How to handle a process that spawns other thousand processes

newton-peixoto · December 7, 2021, 4:58pm

Hi,

I would like to know how can I spawn one process that in my system represent a ‘‘order’’ each order has 1000+ images so I would like to process each image in a separate process but I can only say that the ‘’ order has been processed ‘’ if all those 1000+ images were processed successfully. Is there a way to keep tracking of these ‘‘child processes’’ ?

al2o3cr · December 7, 2021, 5:20pm

Functions like Task.await_many or Task.yield_many could do what you’re looking for.

HOWEVER

Consider carefully if you actually want to launch 1000 processes all at once, versus using a pool of workers. Unless you’re using a VERY large server, most of those 1000 processes will be waiting for their turn to run most of the time.

gpopides · December 7, 2021, 5:22pm

probably using Task would work for you.

I will agree with the previous post though, instead of spawning 1000 processes, a wiser option would be to chunk the images and spawn less processes that process many images.

newton-peixoto · December 7, 2021, 5:35pm

First of all, thanks for your reply! unfortunately I don’t think I quiet get what you said. Using a pool of workers I would be able to open a “order_process” and process all of those images or just a few of them? Would I be able to spawn order_1, order_2, order_3 and each of them ‘‘wait’’ for their images?

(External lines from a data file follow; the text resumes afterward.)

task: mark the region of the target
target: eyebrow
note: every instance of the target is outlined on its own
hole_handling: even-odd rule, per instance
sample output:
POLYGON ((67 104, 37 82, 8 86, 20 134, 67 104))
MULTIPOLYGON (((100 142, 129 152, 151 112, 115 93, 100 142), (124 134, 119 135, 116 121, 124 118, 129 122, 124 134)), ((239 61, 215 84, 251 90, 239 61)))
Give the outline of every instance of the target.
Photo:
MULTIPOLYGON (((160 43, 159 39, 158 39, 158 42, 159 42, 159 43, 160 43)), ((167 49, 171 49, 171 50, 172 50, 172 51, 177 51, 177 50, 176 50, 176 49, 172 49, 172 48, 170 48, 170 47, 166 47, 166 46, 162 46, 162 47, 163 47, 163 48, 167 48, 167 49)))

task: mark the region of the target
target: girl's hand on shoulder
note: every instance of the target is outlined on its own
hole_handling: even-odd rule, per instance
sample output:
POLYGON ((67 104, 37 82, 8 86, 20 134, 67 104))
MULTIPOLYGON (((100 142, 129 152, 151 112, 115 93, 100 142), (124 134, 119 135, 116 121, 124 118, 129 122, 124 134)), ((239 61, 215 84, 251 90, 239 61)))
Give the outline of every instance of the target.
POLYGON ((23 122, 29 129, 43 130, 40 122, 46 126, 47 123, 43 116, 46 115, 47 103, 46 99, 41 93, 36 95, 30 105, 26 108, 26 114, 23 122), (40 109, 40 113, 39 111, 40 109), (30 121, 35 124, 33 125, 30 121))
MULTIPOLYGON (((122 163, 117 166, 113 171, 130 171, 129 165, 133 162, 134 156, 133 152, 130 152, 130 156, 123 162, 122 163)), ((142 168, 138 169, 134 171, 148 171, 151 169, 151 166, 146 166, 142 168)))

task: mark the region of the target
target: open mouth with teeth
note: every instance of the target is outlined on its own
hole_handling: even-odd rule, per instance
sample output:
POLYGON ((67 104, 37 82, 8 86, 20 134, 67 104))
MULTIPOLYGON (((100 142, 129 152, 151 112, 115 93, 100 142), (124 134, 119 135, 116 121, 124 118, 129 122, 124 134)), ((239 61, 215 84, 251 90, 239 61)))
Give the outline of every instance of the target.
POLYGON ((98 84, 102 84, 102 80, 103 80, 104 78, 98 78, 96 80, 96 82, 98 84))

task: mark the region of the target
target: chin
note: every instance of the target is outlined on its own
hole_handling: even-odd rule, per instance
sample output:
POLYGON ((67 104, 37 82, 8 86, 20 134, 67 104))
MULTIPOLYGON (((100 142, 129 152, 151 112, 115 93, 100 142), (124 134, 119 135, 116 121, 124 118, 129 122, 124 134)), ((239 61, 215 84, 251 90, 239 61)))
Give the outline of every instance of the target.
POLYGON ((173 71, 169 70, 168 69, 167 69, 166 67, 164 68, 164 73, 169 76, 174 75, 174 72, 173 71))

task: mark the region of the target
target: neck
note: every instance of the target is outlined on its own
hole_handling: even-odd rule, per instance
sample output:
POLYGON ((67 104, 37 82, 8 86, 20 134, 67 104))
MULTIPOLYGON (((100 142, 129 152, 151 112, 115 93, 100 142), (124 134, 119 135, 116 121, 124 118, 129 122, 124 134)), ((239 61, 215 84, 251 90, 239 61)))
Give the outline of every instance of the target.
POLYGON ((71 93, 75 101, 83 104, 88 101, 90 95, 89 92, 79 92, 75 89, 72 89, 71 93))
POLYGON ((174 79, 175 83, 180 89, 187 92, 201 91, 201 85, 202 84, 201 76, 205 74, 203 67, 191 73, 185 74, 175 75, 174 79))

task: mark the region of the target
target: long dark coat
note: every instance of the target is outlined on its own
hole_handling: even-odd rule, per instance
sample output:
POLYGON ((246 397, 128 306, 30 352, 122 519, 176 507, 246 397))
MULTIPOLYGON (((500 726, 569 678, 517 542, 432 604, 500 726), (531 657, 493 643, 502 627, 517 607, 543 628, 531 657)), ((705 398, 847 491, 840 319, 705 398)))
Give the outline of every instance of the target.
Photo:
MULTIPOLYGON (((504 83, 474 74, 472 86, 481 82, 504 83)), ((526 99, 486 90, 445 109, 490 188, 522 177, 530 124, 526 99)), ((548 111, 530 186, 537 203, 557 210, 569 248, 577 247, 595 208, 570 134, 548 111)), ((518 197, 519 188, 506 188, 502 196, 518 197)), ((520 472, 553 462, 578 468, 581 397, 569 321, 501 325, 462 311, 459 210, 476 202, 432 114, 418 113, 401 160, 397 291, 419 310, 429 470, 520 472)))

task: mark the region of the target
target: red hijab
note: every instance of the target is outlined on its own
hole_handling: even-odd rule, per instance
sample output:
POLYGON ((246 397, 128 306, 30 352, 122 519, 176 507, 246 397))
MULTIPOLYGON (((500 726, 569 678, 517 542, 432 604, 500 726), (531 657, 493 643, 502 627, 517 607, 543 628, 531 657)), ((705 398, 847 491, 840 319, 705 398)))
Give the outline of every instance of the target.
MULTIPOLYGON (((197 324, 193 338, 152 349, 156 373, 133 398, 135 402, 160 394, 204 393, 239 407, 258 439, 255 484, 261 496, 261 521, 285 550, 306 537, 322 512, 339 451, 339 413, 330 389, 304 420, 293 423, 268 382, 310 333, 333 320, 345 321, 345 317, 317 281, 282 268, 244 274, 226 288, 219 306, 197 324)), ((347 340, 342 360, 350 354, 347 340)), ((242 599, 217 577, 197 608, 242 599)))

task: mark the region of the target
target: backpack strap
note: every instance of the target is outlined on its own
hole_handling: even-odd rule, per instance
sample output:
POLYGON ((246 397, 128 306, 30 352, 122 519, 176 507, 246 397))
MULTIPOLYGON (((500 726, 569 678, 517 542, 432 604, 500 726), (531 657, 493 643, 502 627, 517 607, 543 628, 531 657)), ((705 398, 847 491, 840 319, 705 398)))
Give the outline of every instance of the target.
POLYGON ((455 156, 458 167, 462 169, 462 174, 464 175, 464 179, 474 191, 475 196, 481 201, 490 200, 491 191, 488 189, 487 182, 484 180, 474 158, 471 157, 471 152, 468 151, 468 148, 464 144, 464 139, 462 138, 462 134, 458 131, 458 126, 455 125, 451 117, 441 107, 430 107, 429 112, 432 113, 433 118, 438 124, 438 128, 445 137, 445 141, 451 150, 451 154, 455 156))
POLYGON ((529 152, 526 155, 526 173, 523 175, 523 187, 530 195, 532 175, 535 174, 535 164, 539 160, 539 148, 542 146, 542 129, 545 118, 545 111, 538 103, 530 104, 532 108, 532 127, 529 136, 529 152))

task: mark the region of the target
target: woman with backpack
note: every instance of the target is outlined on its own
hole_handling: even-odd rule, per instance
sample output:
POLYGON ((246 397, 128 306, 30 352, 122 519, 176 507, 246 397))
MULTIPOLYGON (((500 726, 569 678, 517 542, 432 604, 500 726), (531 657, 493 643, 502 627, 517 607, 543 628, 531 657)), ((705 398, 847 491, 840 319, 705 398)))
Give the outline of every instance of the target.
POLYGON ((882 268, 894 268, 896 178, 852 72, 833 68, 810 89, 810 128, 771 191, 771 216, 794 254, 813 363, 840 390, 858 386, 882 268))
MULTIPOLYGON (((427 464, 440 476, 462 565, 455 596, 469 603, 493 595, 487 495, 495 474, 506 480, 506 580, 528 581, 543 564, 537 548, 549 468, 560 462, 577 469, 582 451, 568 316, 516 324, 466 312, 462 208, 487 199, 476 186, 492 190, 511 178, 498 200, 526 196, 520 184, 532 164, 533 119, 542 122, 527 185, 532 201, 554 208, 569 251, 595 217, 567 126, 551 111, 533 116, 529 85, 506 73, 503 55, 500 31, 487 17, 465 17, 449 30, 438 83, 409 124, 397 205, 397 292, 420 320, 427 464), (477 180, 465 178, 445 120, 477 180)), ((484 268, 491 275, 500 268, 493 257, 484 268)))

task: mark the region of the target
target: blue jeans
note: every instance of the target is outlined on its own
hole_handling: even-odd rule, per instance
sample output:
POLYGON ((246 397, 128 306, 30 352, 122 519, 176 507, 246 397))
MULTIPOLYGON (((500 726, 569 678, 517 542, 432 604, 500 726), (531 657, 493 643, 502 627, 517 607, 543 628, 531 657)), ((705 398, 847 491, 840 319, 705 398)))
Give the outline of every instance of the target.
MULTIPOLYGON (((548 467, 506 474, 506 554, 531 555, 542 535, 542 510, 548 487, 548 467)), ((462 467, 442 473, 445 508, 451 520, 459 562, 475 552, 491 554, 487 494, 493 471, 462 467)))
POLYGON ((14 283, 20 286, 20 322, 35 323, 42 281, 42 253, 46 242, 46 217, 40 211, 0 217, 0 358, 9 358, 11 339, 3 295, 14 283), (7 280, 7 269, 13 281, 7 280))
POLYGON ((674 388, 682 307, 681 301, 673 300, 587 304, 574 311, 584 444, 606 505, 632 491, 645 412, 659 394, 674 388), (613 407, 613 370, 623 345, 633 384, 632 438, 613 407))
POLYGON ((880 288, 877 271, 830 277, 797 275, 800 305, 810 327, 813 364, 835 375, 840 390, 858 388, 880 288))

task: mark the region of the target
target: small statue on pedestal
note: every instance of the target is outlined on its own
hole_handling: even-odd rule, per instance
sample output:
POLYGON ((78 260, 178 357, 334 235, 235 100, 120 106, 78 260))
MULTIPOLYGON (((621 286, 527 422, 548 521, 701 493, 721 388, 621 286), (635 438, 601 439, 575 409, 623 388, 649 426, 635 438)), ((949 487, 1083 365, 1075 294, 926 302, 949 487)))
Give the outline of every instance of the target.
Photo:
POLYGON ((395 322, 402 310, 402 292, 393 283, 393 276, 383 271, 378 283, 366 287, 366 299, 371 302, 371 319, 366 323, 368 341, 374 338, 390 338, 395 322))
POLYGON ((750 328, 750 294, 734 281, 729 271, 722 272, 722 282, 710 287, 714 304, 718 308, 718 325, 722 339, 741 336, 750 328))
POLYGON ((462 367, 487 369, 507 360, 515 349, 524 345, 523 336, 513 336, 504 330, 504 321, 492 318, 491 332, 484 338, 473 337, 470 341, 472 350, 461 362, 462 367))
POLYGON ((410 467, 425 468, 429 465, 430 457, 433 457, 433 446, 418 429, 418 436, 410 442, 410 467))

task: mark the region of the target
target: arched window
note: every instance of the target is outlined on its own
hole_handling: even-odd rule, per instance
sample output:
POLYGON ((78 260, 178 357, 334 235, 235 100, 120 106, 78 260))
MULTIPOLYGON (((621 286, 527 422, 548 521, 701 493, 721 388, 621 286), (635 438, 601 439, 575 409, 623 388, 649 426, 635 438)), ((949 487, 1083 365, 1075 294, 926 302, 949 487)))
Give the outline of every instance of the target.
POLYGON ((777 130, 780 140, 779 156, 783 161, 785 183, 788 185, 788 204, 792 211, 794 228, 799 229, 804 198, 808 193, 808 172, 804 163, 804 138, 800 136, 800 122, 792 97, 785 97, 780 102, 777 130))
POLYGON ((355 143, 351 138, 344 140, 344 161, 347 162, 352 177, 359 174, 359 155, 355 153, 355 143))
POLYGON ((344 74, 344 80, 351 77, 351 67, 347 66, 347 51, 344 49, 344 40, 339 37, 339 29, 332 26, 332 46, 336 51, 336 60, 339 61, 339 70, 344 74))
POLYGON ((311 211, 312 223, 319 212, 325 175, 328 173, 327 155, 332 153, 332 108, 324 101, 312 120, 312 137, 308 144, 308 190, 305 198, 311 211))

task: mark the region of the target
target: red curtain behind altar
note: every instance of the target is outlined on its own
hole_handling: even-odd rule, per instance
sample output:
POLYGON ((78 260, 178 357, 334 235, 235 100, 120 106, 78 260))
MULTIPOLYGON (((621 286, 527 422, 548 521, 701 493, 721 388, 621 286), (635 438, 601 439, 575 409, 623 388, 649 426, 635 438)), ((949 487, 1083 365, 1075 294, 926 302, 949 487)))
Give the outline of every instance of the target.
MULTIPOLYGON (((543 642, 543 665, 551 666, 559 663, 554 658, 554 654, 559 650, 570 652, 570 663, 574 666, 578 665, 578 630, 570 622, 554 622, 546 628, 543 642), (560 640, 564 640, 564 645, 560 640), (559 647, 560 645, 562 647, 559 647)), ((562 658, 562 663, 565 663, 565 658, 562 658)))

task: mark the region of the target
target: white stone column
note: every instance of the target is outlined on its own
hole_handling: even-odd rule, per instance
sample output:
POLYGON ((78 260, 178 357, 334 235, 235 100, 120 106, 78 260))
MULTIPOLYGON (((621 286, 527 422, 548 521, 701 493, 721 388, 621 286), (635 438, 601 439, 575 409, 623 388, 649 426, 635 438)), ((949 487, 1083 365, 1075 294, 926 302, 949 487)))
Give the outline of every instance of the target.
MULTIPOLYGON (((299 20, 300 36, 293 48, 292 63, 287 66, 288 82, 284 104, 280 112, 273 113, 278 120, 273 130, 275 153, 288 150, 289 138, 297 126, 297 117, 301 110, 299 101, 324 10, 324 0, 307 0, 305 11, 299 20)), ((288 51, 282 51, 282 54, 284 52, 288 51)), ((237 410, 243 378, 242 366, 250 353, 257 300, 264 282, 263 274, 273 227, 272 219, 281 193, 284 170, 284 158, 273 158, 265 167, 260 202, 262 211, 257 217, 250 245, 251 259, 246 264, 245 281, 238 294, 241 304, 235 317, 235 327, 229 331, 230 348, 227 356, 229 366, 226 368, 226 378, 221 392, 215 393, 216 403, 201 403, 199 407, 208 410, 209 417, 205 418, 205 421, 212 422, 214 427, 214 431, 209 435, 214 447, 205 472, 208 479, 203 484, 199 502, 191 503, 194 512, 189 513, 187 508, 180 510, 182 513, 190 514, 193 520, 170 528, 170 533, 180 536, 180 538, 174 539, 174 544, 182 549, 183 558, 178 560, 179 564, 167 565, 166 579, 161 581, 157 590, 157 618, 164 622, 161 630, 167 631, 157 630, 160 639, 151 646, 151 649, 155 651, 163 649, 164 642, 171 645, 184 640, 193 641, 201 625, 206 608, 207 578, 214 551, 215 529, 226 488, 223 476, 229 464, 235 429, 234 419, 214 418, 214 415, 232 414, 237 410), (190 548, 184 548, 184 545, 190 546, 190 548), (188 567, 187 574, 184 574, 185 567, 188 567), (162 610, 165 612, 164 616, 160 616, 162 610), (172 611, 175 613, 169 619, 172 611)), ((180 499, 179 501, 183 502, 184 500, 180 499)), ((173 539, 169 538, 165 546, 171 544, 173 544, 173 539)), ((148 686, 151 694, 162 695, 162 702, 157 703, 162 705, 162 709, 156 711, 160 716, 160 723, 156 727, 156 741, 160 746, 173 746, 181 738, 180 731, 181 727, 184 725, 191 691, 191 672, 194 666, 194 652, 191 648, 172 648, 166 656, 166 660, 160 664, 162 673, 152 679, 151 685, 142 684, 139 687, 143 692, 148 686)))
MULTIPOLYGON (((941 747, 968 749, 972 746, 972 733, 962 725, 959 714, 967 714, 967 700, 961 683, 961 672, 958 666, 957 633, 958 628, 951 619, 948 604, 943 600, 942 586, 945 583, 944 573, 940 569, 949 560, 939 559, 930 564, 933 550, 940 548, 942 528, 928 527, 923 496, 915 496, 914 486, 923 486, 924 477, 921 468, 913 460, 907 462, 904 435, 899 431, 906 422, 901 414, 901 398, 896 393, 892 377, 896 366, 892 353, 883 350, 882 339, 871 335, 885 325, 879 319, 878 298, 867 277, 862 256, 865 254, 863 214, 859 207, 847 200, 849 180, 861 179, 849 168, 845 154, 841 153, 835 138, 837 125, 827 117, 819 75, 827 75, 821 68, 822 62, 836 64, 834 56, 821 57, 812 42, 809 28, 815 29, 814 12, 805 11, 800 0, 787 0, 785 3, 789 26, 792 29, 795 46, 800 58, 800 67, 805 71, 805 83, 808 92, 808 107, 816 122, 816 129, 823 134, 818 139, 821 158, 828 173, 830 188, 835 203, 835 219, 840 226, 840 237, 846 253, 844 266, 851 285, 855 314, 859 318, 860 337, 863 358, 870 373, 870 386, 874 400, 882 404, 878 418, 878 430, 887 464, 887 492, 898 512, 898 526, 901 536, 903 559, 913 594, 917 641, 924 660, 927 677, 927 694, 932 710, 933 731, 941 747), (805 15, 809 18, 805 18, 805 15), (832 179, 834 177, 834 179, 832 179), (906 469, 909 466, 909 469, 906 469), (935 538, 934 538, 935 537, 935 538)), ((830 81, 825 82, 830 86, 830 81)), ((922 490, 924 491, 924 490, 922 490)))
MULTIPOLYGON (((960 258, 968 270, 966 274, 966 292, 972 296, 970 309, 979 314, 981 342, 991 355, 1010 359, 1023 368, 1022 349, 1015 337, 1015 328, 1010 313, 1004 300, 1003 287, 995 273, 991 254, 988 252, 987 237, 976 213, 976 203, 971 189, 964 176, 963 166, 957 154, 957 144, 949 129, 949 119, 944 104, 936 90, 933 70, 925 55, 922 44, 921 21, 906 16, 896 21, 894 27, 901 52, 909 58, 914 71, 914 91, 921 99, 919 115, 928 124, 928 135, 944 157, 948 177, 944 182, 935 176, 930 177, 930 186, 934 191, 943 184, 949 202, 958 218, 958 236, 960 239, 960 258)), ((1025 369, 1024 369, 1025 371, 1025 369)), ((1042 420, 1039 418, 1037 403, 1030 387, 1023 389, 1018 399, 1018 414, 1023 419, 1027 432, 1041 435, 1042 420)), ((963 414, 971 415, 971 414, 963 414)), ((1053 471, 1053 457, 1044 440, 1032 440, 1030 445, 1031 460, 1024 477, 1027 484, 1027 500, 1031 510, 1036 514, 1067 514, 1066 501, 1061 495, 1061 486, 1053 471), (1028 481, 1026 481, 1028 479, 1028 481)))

al2o3cr · December 7, 2021, 10:23pm

I can’t speak to the part about “order” processes; that’s going to depend on where orders come from and what cares about that “order has been processed” status update.

For a particular order, there are tradeoffs between concurrency and parallel processing overhead. For concreteness let’s assume there’s a list of 1000 images named images and a function process_image that takes an image, does the thing, and returns a result.

The “maximum concurrency” approach would be to start up a new process for every element of images and then wait for all the results:

results =
  images
  |> Enum.map(fn img -> Task.async(fn -> process_image(img))) end)
  |> Task.await_many()

If process_image does a lot of things that involve waiting for external resources, this may speed things up a lot.

On the other hand, if process_image does a lot of things that need CPU time, things won’t speed up much more than the number of schedulers in the system.

That last situation is common enough that there’s a standard function to handle it better by only starting enough processes to keep the schedulers busy: Task.async_stream Using it would look like:

results = Task.async_stream(images, &process_image/1)

Both of these approaches will use all the processing resources available when given enough images.

If you’re expecting to handle multiple orders, this is a problem: what happens when many arrive at once? Processes are cheap on the BEAM, but not free.

This is where ideas like “worker pools” like :poolboy or job-queuing systems like Oban are useful; they allow you to define how many workers should run simultaneously and then balance the work against those. Oban Pro’s batching would be a particularly good fit for this requirement.

newton-peixoto · December 8, 2021, 11:46am

Thank you!! It helped a lot